An anonymous reader writes: A theoretical computer scientist has presented an algorithm that is being hailed as a breakthrough in mapping the obscure terrain of complexity theory, which explores how hard computational problems are to solve. Last month, László Babai, of the University of Chicago, announced that he had come up with a new algorithm for the “graph isomorphism” problem, one of the most tantalizing mysteries in computer science. The new algorithm appears to be vastly more efficient than the previous best algorithm, which had held the record for more than 30 years. His paper became available today on the scientific preprint site arxiv.org, and he has also submitted it to the Association for Computing Machinery’s 48th Symposium on Theory of Computing.

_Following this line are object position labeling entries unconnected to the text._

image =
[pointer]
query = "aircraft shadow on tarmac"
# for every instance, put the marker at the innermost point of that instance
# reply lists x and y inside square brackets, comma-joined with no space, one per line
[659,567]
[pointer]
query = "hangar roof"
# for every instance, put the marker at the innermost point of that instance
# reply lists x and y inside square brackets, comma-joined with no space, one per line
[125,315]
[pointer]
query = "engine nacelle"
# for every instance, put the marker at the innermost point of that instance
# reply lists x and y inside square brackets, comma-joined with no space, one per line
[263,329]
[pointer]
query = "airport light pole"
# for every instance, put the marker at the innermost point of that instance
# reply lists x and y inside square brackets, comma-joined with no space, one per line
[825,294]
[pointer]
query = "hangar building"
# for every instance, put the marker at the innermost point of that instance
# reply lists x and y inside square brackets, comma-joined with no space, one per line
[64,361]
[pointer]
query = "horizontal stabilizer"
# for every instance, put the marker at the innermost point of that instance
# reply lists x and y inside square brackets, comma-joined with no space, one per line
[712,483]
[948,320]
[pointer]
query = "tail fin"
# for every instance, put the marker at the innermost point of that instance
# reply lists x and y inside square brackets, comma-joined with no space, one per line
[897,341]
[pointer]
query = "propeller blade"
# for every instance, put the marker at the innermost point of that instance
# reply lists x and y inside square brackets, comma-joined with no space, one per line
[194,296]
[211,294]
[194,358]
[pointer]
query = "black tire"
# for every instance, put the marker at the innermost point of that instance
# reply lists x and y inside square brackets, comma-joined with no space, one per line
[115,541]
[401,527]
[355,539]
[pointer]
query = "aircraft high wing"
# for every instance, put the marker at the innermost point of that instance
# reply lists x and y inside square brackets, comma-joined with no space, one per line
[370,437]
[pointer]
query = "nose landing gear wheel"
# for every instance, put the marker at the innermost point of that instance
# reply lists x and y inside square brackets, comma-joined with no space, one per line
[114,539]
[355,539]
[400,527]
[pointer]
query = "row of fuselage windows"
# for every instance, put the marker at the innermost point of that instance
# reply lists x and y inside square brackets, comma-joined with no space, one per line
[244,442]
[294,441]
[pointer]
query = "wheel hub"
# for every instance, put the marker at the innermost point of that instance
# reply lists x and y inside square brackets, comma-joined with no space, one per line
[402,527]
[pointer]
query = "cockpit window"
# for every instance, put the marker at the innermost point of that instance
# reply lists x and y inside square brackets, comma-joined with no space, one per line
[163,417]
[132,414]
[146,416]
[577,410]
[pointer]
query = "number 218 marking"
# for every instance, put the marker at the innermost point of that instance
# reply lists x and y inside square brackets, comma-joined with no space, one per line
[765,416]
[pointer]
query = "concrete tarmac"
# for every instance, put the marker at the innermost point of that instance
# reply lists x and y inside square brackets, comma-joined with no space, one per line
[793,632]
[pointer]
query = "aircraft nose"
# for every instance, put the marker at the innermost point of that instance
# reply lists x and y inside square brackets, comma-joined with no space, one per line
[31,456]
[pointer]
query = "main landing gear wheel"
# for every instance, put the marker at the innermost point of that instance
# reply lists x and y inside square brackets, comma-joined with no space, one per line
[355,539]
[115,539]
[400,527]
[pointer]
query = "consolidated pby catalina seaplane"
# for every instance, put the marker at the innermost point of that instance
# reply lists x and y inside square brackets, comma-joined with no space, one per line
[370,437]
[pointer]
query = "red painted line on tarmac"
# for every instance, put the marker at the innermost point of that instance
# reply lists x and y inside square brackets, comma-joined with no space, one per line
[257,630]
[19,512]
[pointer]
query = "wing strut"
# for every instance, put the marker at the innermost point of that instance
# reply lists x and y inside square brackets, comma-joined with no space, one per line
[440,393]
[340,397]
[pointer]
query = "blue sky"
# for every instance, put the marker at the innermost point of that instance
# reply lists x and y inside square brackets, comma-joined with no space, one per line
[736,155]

For decades, the graph isomorphism problem has held a special status within complexity theory. While thousands of other computational problems have meekly succumbed to categorization as either hard or easy, graph isomorphism has defied classification. It seems easier than the hard problems, but harder than the easy problems, occupying a sort of no man’s land between these two domains. It is one of the two most famous problems in this strange gray area, said Scott Aaronson, a complexity theorist at the Massachusetts Institute of Technology. Now, he said, “it looks as if one of the two may have fallen.”
Babai’s announcement has electrified the theoretical computer science community. If his work proves correct, it will be “one of the big results of the decade, if not the last several decades,” said Joshua Grochow, a computer scientist at the Santa Fe Institute.